From "Disappearance of the Elephant Caused Rise of Modern Humans: Dietary Change Led to Modern Humans in Middle East 400,000 Years Ago," (ScienceDaily, Dec. 12, 2011), we learn:

The elephant, a huge package of food that is easy to hunt, disappeared from the Middle East 400,000 years ago -- an event that must have imposed considerable nutritional stress on Homo erectus.
There are so many holes in this story, it should be a fish net. There is considerable evidence of varied human diet from great antiquity - which we should expect, given that people can starve waiting for big game - and the longer they starve, the less capable they are.
Unlike other primates, humans' ability to extract energy from plant fiber and convert protein to energy is limited. So in the absence of fire for cooking, the Homo erectus diet could only consist of a finite amount of plant and protein and would have needed to be supplemented by animal fat. For this reason, elephants were the ultimate prize in hunting -- slower than other sources of prey and large enough to feed groups, the giant animals had an ideal fat-to-protein ratio that remained constant regardless of the season. In short, says Ben-Dor, they were the ideal food package for Homo erectus.
Except for one thing: The carcass goes bad after a few days. Maybe the theory is that homo erectus didn't notice. Even the flies and worms didn't bother him. Or, even though he couldn't cook, he knew how to salt and dry pemmican?
When elephants began to die out, Homo erectus "needed to hunt many smaller, more evasive animals. Energy requirements increased, but with plant and protein intake limited, the source had to come from fat. He had to become calculated about hunting," Ben-Dor says, noting that this change is evident in the physical appearance of modern humans, lighter than Homo erectus and with larger brains.
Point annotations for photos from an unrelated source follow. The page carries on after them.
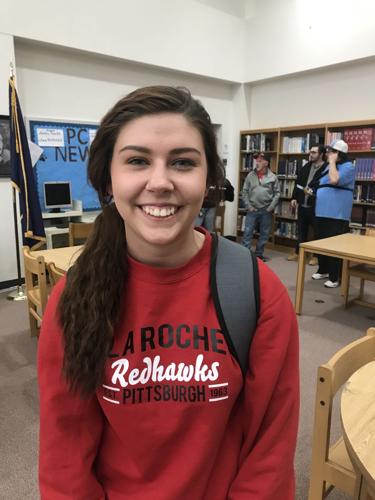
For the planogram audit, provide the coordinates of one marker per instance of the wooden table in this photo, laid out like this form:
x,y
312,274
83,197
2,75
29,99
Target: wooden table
x,y
358,423
63,257
350,247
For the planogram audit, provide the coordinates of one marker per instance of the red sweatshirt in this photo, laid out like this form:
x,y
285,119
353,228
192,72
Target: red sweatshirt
x,y
174,418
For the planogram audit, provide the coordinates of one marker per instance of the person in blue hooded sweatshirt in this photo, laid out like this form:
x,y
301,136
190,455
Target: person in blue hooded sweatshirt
x,y
334,200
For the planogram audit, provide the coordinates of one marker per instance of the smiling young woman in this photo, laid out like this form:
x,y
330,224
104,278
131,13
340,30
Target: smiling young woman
x,y
158,182
141,395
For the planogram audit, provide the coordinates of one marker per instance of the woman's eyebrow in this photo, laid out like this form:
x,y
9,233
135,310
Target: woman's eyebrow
x,y
140,149
175,151
178,151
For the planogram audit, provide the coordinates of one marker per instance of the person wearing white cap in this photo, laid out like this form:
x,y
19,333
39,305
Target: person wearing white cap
x,y
334,199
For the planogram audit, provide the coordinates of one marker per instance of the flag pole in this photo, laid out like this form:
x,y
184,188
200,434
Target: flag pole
x,y
19,293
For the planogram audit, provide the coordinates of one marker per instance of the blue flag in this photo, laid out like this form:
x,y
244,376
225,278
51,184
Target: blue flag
x,y
22,174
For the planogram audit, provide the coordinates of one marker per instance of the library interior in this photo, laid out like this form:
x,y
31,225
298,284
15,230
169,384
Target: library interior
x,y
214,175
One thing their implausible thesis doesn't lack is confidence:
Not only do their findings on elephants and the Homo erectus diet give a long-awaited explanation for the evolution of modern humans, but they also call what scientists know about the "birth-place" of modern man into question.

Incidentally, if these people think elephants are dead easy to kill, they need to read George Orwell's "Shooting an Elephant."